Na minha qualidade de Médico com 60 anos de experiência de clínica – privada, voluntária, convencionada, hospitalar e docente – sinto a necessidade de expor a minha opinião pessoal sobre 2 ou 3 temas que me parecem candentes na nossa Sociedade de hoje, e face aos quais não sou insensível. Todavia não tento, nem quero mesmo, criar qualquer espécie de luta fratricida intergeracional, ou sequer abrir polémica.
É um testemunho, que aqui fica escrito, para quem o quiser ler (e talvez nem o mereça). O seu único mérito é ter sido vivido – saber de experiência feito!

O MÉDICO
1 - Toda a vida disse e ensinei que “O Médico é o melhor remédio”, e continuo a constatá-lo todos os dias!

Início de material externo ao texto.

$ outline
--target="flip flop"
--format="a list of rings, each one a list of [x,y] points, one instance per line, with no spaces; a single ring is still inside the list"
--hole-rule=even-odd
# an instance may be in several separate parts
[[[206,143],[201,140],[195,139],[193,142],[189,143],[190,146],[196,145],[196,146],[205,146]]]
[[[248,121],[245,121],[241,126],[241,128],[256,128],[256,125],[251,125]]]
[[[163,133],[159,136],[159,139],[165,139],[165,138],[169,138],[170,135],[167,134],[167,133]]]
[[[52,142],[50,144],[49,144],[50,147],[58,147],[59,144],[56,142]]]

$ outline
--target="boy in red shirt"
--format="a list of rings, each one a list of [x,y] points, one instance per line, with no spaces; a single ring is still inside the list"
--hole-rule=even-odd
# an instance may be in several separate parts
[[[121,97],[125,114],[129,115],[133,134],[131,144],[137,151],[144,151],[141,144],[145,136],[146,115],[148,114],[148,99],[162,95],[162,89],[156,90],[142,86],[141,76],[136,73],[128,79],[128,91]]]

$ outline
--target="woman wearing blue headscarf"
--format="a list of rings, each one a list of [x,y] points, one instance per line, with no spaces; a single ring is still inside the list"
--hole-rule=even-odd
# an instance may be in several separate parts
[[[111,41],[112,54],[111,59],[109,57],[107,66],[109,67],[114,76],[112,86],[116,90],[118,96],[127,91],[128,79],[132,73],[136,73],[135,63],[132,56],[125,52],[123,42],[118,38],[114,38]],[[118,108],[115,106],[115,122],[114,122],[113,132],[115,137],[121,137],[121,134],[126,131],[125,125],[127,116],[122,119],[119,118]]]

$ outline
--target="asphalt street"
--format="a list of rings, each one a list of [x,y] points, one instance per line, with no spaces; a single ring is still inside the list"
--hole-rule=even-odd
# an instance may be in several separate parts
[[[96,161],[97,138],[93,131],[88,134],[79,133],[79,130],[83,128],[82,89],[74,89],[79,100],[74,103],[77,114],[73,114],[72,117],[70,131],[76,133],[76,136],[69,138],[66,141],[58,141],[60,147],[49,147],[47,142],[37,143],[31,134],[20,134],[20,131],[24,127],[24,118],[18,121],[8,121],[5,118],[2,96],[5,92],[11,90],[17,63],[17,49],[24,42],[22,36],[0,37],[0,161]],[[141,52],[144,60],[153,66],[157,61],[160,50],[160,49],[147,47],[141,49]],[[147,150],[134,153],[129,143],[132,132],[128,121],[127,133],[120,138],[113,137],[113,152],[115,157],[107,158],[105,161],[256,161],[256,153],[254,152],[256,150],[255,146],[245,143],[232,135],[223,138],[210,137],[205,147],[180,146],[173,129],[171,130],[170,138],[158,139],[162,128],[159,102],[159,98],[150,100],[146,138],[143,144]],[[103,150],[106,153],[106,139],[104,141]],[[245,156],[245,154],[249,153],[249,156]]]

Acontece que tal não é o sentir de maioria dos responsáveis não médicos pela saúde (e de alguns médicos também).
Num passado já longínquo, todos nós fomos acusados ou culpados de quase todos os problemas da saúde. Desacreditados e desanimados, vendo a nossa aura de respeitabilidade amesquinhada, e os nossos créditos científicos postos diariamente em causa (e cada vez mais em Tribunal), todos nós vimos os doentes, reais ou imaginários, passarem a acreditar quase só nos “exames” (técnicas auxiliares de diagnóstico), e os médicos passarem a ter que se defender, multiplicando esses mesmos exames.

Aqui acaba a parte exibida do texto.